Когда все плиты ячейки продвинуты, то домкратом сдвигается вперед сама
ячейка; когда продвинуты все ячейки, вперед движется сам туннельный щит.
Поэтому проходка перемещается всего на несколько дюймов за раз, и кирпичная
кладка расширяет арку позади щита, так что лишь самый край проходки остается
без поддержки.
"Щель самая узкая из всех возможных", сказал Брюнель, "однако она
все-таки рискованна, и только хуже из-за директоров, черт их побери, которые
нетерпеливы и приказывали удвоить эту щель, чтобы ускорить работы. Мы с
отцом понимали, что грунт здесь предательский, однако директоры настояли, да
еще настояли и на том, чтобы приглашать зрителей, несмотря на риск. Это
большая удача, что воды прорвались, когда арка не была полна визитеров."
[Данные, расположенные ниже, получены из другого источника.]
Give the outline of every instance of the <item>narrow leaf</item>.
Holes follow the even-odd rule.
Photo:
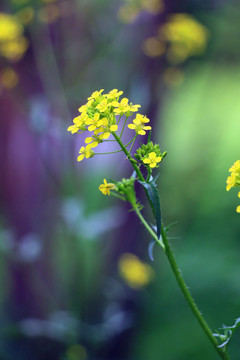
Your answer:
[[[159,200],[159,195],[158,195],[155,179],[153,179],[149,182],[140,181],[140,180],[138,180],[138,181],[144,187],[144,189],[146,191],[149,203],[150,203],[152,211],[153,211],[153,215],[156,219],[157,237],[160,238],[160,235],[161,235],[161,209],[160,209],[160,200]]]

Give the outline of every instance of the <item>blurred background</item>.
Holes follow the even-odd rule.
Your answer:
[[[1,1],[0,359],[218,358],[163,252],[151,261],[135,215],[98,190],[130,176],[126,161],[78,163],[82,139],[67,127],[96,90],[142,105],[168,152],[158,185],[179,266],[209,326],[232,325],[239,16],[230,0]]]

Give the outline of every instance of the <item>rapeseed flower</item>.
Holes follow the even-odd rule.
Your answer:
[[[232,187],[240,187],[240,160],[237,160],[233,166],[230,167],[229,172],[231,172],[231,174],[227,178],[227,191]]]
[[[157,156],[157,154],[153,151],[150,152],[148,154],[148,157],[143,160],[144,164],[149,165],[150,168],[152,168],[152,169],[157,167],[158,163],[160,163],[160,161],[162,161],[162,157]]]
[[[94,152],[92,148],[107,140],[111,135],[113,135],[114,140],[116,140],[116,136],[121,138],[127,119],[134,112],[137,112],[140,107],[140,105],[134,105],[129,102],[126,97],[119,100],[123,92],[118,91],[118,89],[113,89],[107,94],[103,92],[104,89],[94,91],[87,98],[87,102],[78,109],[80,115],[73,119],[73,124],[67,129],[72,134],[81,134],[85,131],[93,132],[93,134],[85,138],[87,146],[80,149],[78,161],[83,160],[83,158],[93,157]],[[123,115],[125,120],[123,127],[121,127],[121,134],[117,135],[115,133],[119,129],[119,122]],[[145,130],[151,129],[150,126],[146,126],[148,122],[149,119],[146,116],[136,114],[134,123],[131,126],[136,130],[137,135],[144,135],[146,133]]]
[[[232,187],[240,187],[240,160],[237,160],[229,169],[231,172],[230,176],[227,178],[226,190],[229,191]],[[238,197],[240,197],[240,191],[238,192]],[[236,208],[237,213],[240,213],[240,205]]]
[[[118,99],[120,95],[123,94],[123,91],[118,91],[118,89],[113,89],[106,94],[107,99]]]
[[[91,145],[87,145],[86,147],[82,146],[79,150],[79,156],[77,158],[78,161],[82,161],[84,158],[88,159],[93,155],[93,151],[91,150]]]
[[[103,195],[110,195],[110,190],[114,190],[115,188],[115,184],[108,183],[106,179],[103,179],[103,184],[99,186],[99,190],[103,193]]]
[[[123,98],[120,103],[118,101],[113,101],[111,105],[115,107],[113,111],[116,115],[126,114],[130,110],[127,98]]]
[[[100,114],[95,113],[93,118],[88,118],[86,121],[86,124],[89,125],[88,131],[94,131],[97,128],[100,128],[100,126],[103,124],[103,120],[100,119]]]
[[[146,116],[137,114],[136,118],[133,120],[132,124],[128,125],[129,129],[135,130],[138,135],[145,135],[145,130],[151,130],[151,126],[145,126],[149,122],[149,119]]]
[[[91,96],[88,97],[88,100],[96,100],[100,97],[101,93],[104,91],[104,89],[101,89],[100,91],[94,91]]]

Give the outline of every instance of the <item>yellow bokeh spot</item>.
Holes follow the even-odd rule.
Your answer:
[[[165,44],[156,37],[150,37],[144,41],[142,49],[145,55],[156,57],[164,53]]]
[[[57,5],[49,4],[38,10],[38,18],[43,23],[52,24],[59,18],[60,11]]]
[[[146,286],[154,276],[150,265],[142,262],[136,255],[128,253],[120,257],[118,269],[120,276],[133,289]]]
[[[23,27],[15,16],[0,13],[0,42],[14,40],[22,33]]]
[[[16,16],[18,17],[19,21],[24,24],[30,24],[33,21],[34,18],[34,10],[31,6],[27,6],[22,10],[19,10],[16,13]]]
[[[132,23],[139,14],[139,10],[131,5],[123,5],[118,10],[118,19],[126,24]]]
[[[67,349],[66,358],[67,360],[86,360],[87,351],[82,345],[74,344]]]
[[[13,15],[0,13],[0,55],[19,60],[28,48],[28,41],[23,36],[23,26]]]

Во время рассказа Брюнель пристально следил за мной. Теперь он
прервался и спросил, вполне ли хорошо я себя чувствую.
"Здесь нет духов, если вы спрашиваете об этом, сэр."
"И, все-таки, здесь погибли люди. Бедняга Ричардсон, и Болл, и Коллинз,
и другие."
"Вопросы смерти не так просты, как рассказывают о них дешевые
страшилки, мистер Брюнель. Вы упомянули убийство. Кто был тот, кого убили
здесь?"
"Он был убит совсем не здесь, хотя я думаю... С вами все в порядке,
мистер Карлайл?"
"Забавное пение в ушах и ощущение давления."
Брюнель взглянул разочарованно. "Я тоже это чувствую. Я подсчитал, что
когда на Темзе полный прилив, туннельному щиту надо выдерживать давление в
шесть тысяч тонн."
Странное принуждение заставило меня зашагать вперед. Мои ботинки
заплескались в мелкой луже, и мне вдруг внезапно захотелось пить, как
бедуину в пустыне; я согнулся, зачерпнул пригоршню воды и отхлебнул. Я
почувствовал, как вода, словно червь, извивается в моей глотке, и что вкус
ее сильно отдает теплой кровью. В то же мгновение кирпичная арка над головой
застонала и я явственно почувствовал, как если бы нахожусь в двух местах
одновременно. Я упал на колени в черную воду и распластался под громадным
удушающим весом, как будто в одном из тех ночных кошмаров, в котором мы не
можем убежать от страшного ужаса, надвигающегося на нас.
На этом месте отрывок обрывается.